Wallach, Topic Modeling: Beyond Bag-of-Words.
Griffiths et al., Integrating Topics and Syntax.

Week 5, Word embeddings. word2vec and GloVe.

Bojanowski et al., Enriching Word Vectors with Subword Information.
Levy and Goldberg, Neural Word Embedding as Implicit Matrix Factorization.
Levy et al, Improving Distributional Similarity with Lessons Learned from Word Embeddings.

We will also refer to:

Mikolov et al., Distributed Representations of Words and Phrases and their Compositionality.
Pennington et al., GloVe: Global Vectors for Word Representation.

Week 7, Stochastic inference. Spectral and matrix-based inference.

Hoffman et al., Online Learning for Latent Dirichlet Allocation.
[suggested] Hoffman et al., Stochastic Variational Inference.
Background: Arora et al., A Practical Algorithm for Topic Modeling with Provable Guarantees

Week 8, Topic Model Evaluation. Reading: (Select two for your review.) IN CLASS: fill out this topic model evaluation form.

Chang et al., Reading Tea Leaves: How Humans Interpret Topic Models.
Wallach et al., Evaluation Methods for Topic Models.
AlSumait et al., Topic Significance Ranking of LDA Generative Models.
Newman et al., Automatic Evaluation of Topic Coherence.

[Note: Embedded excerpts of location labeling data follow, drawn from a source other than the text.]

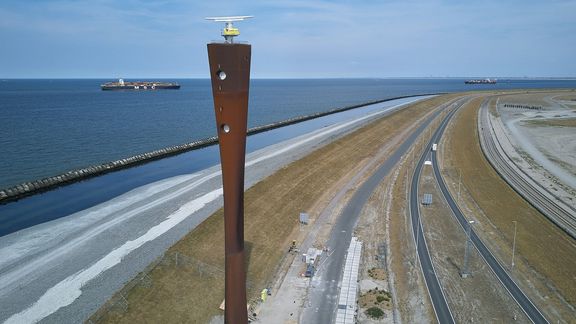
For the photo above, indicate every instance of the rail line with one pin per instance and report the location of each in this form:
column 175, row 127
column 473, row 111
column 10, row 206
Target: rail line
column 561, row 214
column 521, row 299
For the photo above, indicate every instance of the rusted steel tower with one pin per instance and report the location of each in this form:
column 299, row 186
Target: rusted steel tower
column 230, row 74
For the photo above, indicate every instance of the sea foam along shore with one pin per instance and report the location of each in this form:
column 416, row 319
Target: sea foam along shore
column 45, row 184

Week 9, Embeddings part II: non-Euclidean, bilingual, evaluation.

Nickel et al., Poincaré Embeddings for Learning Hierarchical Representations
Schnabel et al., Evaluation methods for unsupervised word embeddings
Upadhyay et al., Cross-lingual Models of Word Embeddings: An Empirical Comparison (a good survey of both bilingual embeddings and evaluations)

Week 10, Contextualized embeddings and BERT

Wieting et al., CHARAGRAM: Embedding Words and Sentences via Character n-grams
Peters et al., Deep contextualized word representations (page links to arXiv PDF)
Devlin et al., BERT: Pre-training of Deep Bidirectional Transformers for Language Understanding, with code

Week 11, Networks

Lancichinetti et al., A high-reproducibility and high-accuracy method for automated topic classification.
Ball et al., An efficient and principled method for detecting communities in networks.

Week 12, Project presentations.

Grading: 50% of the grade will be assigned for the independent research project. The remaining 50% will be based on class presentations and participation. Students will take turns leading in-class discussion of papers or presenting reports on implementations for simple algorithms. Students will also be expected to share ideas about their ongoing projects and provide constructive feedback to other members of the class, so participation will be essential. The beginning of the class will focus more on reading, the end of the class will focus on your research projects.